住民が手掛ける街づくりを見守りたい
家を出ると、川崎市と横浜市をまたいで長いケヤキ並木の道が続く。先日、そのケヤキの街路樹が横浜市側だけ伐採されていた。倒木の危険や落葉樹の清掃作業など、住民の生活や安全に支障が出てきたからだ。
郊外型ニュータウンとして開発されて50年。実家がある辺りも代替わりで、土地を売却し利便が良い駅近に移転する人も多く、ここ数年は空き地や空き家が目立つようになった。
高齢者世帯が転居し、そこに若い世代が来ない。何もしなければ老人の街になるのではないか。2年前、街の将来に危機感を持った有志が住民による街づくり倶楽部を立ち上げた。
小学校を中心に放射状に住宅が広がる街は坂が多い。散歩に出てもトイレ休憩やお茶飲みができない。隣人同士のつながりがない。車の免許を返上した高齢者は自宅に引きこもる生活になる。地域住民1500世帯の声を拾い上げ、若い世代に選んでもらえる魅力ある街づくりをしようというのである。

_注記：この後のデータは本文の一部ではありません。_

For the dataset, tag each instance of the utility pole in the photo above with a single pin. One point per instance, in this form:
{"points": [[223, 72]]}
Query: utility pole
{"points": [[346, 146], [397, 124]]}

食のアトリエを主宰し、街づくりに関わる知人の話によると、ケヤキの伐採に際し、街路樹の専門家を招いて勉強会を重ね、市に住民提案をしているという。それだけではない。伐採したケヤキの木材を再利用したケヤキハウスの構想まで生まれている。縁側や工房、まちの書斎や保養所をつくって、遊び学び、カフェができる支え合いの街をつくろうというのだ。
プロ顔負けのユニークな街づくり提案ができるのも、建築家やデザイナー、都市開発のプロなど、人材がそろっているからだ。
筆者が住む川崎市側のケヤキ並木もいずれ伐採され、新しい街路樹に生まれ変わるのだろう。市境をまたいで広がる街は、高齢化の様相も課題も似通っている。20年後の自分たちの暮らし、環境がどう変わっていくのか。想像力を働かせながら、住民が手掛ける街づくりを見守りたい。